Large Language Model (LLM)-based optimization has recently shown promise for autonomous problem solving, yet most approaches still cast LLMs as passive constraint checkers rather than proactive strategy designers, limiting their effectiveness on complex Constraint Optimization Problems (COPs). To address this, we present AutoCO, an end-to-end Automated Constraint Optimization method that tightly couples operations-research principles of constraint relaxation with LLM reasoning. A core innovation is a unified triple-representation that binds relaxation strategies, algorithmic principles, and executable codes. This design enables the LLM to synthesize, justify, and instantiate relaxation strategies that are both principled and executable. To navigate fragmented solution spaces, AutoCO employs a bidirectional global-local coevolution mechanism, synergistically coupling Monte Carlo Tree Search (MCTS) for global relaxation-trajectory exploration with Evolutionary Algorithms (EAs) for local solution intensification. This continuous exchange of priors and feedback explicitly balances diversification and intensification, thus preventing premature convergence. Extensive experiments on three challenging COP benchmarks validate AutoCO's consistent effectiveness and superior performance, especially in hard regimes where current methods degrade. Results highlight AutoCO as a principled and effective path toward proactive, verifiable LLM-driven optimization.

Editorial analysis

A structured set of objections, weighed in public.

Desk editor's note, referee report, simulated authors' rebuttal, and a circularity audit. Tearing a paper down is the easy half of reading it; the pith above is the substance, this is the friction.

Desk Editor's Note private letter to a colleague

AutoCO proposes a unified representation and bidirectional MCTS-EA coevolution to let LLMs generate principled relaxation strategies for COPs, but the performance edge still needs concrete numbers to evaluate.

read the letter

The main thing to know is that this paper moves LLMs from just checking constraints to actively synthesizing relaxation strategies for constraint optimization problems. It ties those strategies to algorithmic principles and executable code in one representation, then runs a back-and-forth loop between global search with MCTS and local intensification with evolutionary algorithms to keep the search from collapsing too soon.

Referee Report

2 major / 2 minor

Summary. The manuscript introduces AutoCO, an end-to-end Automated Constraint Optimization method that tightly couples operations-research principles of constraint relaxation with LLM reasoning. A core innovation is a unified triple-representation that binds relaxation strategies, algorithmic principles, and executable codes, enabling the LLM to synthesize, justify, and instantiate principled and executable relaxation strategies. AutoCO employs a bidirectional global-local coevolution mechanism that synergistically couples Monte Carlo Tree Search (MCTS) for global relaxation-trajectory exploration with Evolutionary Algorithms (EAs) for local solution intensification, explicitly balancing diversification and intensification to prevent premature convergence. The paper claims that extensive experiments on three challenging COP benchmarks validate AutoCO's consistent effectiveness and superior performance, especially in hard regimes where current methods degrade.

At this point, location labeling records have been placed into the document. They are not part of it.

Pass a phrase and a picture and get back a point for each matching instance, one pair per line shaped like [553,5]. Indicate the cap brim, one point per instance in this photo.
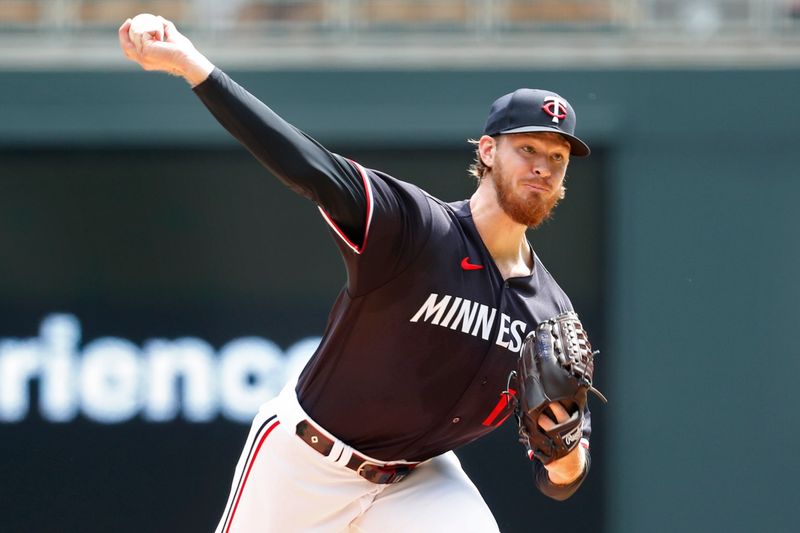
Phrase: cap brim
[579,148]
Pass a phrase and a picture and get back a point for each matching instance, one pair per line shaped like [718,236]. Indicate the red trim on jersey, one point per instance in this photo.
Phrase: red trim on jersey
[502,403]
[368,189]
[247,473]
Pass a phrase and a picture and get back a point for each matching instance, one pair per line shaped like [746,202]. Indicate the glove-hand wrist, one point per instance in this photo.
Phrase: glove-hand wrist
[569,468]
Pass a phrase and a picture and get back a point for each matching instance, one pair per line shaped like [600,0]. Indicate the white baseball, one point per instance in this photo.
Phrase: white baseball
[149,27]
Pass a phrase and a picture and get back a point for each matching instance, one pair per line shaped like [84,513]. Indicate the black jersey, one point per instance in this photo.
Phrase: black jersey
[420,343]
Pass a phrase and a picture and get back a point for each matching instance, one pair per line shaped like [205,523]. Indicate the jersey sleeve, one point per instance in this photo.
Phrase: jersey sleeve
[360,205]
[399,224]
[300,162]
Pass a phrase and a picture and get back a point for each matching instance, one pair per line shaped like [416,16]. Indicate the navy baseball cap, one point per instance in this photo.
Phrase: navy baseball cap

Significance. If the empirical claims hold, this work could meaningfully advance LLM-driven optimization by positioning LLMs as proactive strategy designers grounded in OR principles rather than passive constraint checkers. The unified triple-representation and bidirectional coevolution offer a coherent architecture for navigating fragmented solution spaces in COPs, with potential for more verifiable and robust solvers if the performance gains are reproducible and the relaxation strategies are shown to be reliably principled.

major comments (2)

Abstract: the central claim of 'consistent effectiveness and superior performance' on three COP benchmarks, along with prevention of premature convergence, is load-bearing for the paper's contribution, yet the abstract provides no quantitative results, error bars, baseline comparisons, or details on how the relaxation strategies were validated as principled; the results section must supply these to allow assessment of the effectiveness claims.
Framework description (unified triple-representation and bidirectional coevolution): the assumption that LLMs can reliably synthesize OR-grounded relaxation strategies that are both principled and directly executable is central to the method, but without concrete examples, ablation studies, or metrics on the quality of generated strategies (e.g., feasibility rates or adherence to OR principles), it remains unclear whether this component functions as asserted or reduces to heuristic prompting.

minor comments (2)

Abstract: consider specifying the three COP benchmarks by name to provide immediate context for the claimed superiority.
Notation: ensure the unified triple-representation is formally defined (e.g., as a tuple or data structure) rather than described only at a high level, to improve clarity for readers implementing the method.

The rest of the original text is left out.